Ihr Berater als Coach

 

Warum sollte man sich externe Beratung ins Projekt holen, die doch auf den ersten Blick zusätzliche Kosten verursacht?

Die Risiken bei Auswahl und Einführung eines WFM-Systems sind nicht unerheblich. Ihr Unternehmen wird über Jahre an einen Hersteller und dessen Produkt gebunden sein. Eine Vielzahl von
Mitarbeitern ist von der Einführung betroffen. Ihre Prozesse werden sich ändern. Fehler und Fehlerkorrekturen multiplizieren sich und verursachen nicht nur zusätzliche Kosten, sondern führen meist zu signifikanten Verzögerungen. Die Menge an Themen, mit denen man sich beschäftigen muss, lassen sich mit einem erfahrenen Partner effizienter und zielgerichteter bearbeiten. Die Hersteller von WFM-Systemen eignen sich als Berater nur bedingt, haben sie doch immer ihre Herstellerinteressen im Focus. Jede Argumentation wird von der aktuellen Leistungsfähigkeit des Produkts und der Umsatzsteigerung für das Unternehmen gefärbt sein.

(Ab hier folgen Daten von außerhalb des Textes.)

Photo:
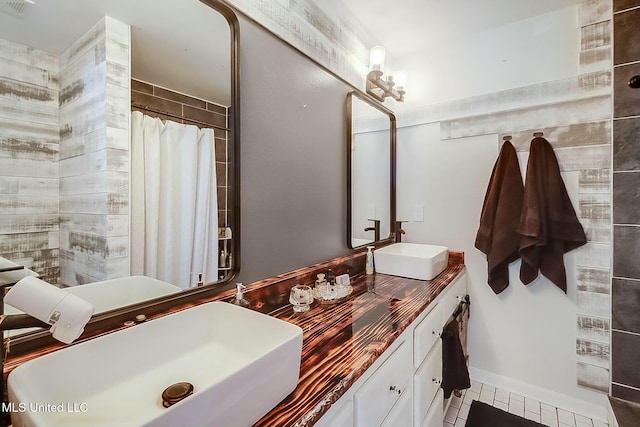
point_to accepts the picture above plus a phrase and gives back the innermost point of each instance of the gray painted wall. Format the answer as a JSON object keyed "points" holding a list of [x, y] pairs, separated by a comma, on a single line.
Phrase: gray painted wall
{"points": [[293, 158]]}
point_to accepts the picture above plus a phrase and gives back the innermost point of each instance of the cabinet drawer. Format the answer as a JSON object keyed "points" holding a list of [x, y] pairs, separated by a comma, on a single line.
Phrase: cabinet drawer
{"points": [[454, 294], [435, 415], [400, 415], [426, 334], [426, 382], [381, 391]]}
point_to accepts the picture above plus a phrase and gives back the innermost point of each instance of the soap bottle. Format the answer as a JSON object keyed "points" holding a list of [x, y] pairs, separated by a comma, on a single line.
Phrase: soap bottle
{"points": [[369, 261], [239, 299], [222, 262]]}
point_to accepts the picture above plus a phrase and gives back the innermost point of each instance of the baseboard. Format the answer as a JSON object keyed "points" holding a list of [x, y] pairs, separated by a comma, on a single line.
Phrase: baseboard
{"points": [[578, 406]]}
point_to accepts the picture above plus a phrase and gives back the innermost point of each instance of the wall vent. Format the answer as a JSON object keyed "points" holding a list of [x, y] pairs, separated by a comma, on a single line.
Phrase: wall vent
{"points": [[15, 7]]}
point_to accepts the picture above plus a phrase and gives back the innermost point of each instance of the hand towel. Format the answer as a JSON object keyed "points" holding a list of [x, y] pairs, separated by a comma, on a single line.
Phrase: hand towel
{"points": [[497, 235], [455, 374], [548, 225]]}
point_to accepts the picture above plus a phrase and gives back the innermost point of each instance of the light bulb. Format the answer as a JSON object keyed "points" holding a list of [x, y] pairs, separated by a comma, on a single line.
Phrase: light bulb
{"points": [[401, 80], [376, 58]]}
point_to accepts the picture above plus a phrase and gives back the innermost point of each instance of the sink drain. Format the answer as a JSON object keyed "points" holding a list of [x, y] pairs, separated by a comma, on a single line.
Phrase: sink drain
{"points": [[175, 393]]}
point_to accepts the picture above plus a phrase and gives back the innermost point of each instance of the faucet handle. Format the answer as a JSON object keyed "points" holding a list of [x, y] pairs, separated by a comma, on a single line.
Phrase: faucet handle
{"points": [[399, 231]]}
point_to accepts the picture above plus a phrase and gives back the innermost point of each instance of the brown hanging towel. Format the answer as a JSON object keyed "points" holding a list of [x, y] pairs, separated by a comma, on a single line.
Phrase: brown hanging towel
{"points": [[498, 236], [548, 224], [455, 374]]}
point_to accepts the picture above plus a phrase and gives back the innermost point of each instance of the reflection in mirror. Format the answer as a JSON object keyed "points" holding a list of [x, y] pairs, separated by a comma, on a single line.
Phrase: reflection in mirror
{"points": [[371, 134], [73, 72]]}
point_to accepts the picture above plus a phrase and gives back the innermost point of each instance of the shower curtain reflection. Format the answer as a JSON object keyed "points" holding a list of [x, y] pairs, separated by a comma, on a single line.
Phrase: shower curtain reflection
{"points": [[174, 212]]}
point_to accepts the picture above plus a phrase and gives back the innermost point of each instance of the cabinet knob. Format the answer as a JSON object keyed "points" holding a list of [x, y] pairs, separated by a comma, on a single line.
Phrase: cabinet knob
{"points": [[395, 389]]}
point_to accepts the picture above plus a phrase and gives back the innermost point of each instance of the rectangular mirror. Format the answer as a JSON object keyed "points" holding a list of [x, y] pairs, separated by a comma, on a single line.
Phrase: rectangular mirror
{"points": [[70, 186], [371, 136]]}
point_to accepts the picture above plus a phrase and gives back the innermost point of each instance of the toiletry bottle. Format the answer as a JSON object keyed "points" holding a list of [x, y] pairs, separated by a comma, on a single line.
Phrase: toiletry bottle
{"points": [[369, 262], [223, 259], [239, 299]]}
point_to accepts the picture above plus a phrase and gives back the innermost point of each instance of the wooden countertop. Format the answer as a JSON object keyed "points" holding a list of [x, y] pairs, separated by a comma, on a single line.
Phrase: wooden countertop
{"points": [[341, 341]]}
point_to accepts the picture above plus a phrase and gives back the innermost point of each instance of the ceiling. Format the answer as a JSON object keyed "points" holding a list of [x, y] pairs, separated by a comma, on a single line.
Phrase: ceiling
{"points": [[405, 27], [168, 28], [176, 29]]}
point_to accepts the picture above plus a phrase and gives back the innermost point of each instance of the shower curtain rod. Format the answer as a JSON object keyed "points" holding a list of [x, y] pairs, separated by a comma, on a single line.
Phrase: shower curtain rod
{"points": [[208, 125]]}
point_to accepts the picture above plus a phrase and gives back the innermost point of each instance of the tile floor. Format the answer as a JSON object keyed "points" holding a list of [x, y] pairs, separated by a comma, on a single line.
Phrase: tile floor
{"points": [[548, 415]]}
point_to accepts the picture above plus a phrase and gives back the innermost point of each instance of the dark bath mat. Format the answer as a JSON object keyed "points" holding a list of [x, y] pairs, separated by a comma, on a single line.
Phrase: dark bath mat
{"points": [[483, 415]]}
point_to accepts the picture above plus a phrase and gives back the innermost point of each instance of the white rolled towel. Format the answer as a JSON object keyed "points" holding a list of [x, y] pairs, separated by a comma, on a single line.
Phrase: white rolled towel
{"points": [[67, 313]]}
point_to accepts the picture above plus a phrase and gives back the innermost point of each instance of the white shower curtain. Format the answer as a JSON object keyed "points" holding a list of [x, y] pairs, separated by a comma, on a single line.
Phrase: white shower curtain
{"points": [[174, 208]]}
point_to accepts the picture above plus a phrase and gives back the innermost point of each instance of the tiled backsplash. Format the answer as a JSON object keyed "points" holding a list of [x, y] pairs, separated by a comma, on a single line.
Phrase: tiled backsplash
{"points": [[626, 180], [165, 104]]}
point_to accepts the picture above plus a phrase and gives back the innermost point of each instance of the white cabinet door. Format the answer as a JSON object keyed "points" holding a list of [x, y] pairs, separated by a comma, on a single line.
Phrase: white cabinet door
{"points": [[435, 416], [426, 382], [344, 416], [426, 334], [383, 389], [400, 415]]}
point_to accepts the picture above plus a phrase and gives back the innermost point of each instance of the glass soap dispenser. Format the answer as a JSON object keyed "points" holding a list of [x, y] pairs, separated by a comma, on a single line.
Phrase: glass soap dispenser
{"points": [[239, 299], [369, 269]]}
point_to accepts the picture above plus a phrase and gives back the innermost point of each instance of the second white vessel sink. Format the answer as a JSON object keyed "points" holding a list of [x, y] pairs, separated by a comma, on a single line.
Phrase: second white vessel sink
{"points": [[241, 364], [412, 260]]}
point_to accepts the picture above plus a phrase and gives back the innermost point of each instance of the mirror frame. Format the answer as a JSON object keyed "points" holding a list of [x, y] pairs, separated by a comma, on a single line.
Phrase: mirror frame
{"points": [[105, 322], [392, 178]]}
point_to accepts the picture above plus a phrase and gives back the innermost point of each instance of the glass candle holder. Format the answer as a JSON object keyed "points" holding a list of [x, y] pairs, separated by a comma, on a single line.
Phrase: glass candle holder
{"points": [[301, 297]]}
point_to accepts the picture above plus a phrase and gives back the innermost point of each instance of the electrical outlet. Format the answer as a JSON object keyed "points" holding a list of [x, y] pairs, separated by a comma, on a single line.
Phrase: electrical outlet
{"points": [[371, 211], [418, 213]]}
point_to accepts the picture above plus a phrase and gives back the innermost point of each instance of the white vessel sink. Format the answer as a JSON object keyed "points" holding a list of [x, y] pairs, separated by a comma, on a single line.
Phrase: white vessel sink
{"points": [[110, 294], [413, 260], [241, 364]]}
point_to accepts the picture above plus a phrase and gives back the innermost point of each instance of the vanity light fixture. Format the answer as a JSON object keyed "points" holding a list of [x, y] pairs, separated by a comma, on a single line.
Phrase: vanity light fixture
{"points": [[377, 86]]}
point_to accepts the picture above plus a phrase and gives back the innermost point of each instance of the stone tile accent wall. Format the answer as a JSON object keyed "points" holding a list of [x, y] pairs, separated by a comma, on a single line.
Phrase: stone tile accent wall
{"points": [[29, 147], [626, 201], [165, 104], [94, 158], [575, 116], [327, 31]]}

Hürden können mit einem Coach besser gemeistert werden

Jedes Unternehmen hat unterschiedliche Anforderungen an ein WFM-System. Daher ist es für die Hersteller nicht einfach ein System bereitzustellen, das alle diese Anforderungen abdeckt. Jeder Fachbereich möchte genau auf seine spezifischen Bedürfnisse nicht verzichten. Die berühmte “eierlegende Wollmilchsau” ist auf dem Markt immer noch nicht verfügbar. Damit stehen interne Projektleiter in der Zwickmühle: Einerseits sollen alle Projektziele erreicht werden. Andererseits kommt man schnell zur Erkenntnis, dass es unmöglich sein wird, mit einem verfügbaren System alle Anforderungen gleichzeitig abzudecken. Das bekannte “Zauberwort” heißt Priorisierung. Diese Priorisierung entpuppt sich in der Praxis als schwieriger Prozess, da interne Erfahrungswerte fehlen. Was zuerst, Was ist wichtig?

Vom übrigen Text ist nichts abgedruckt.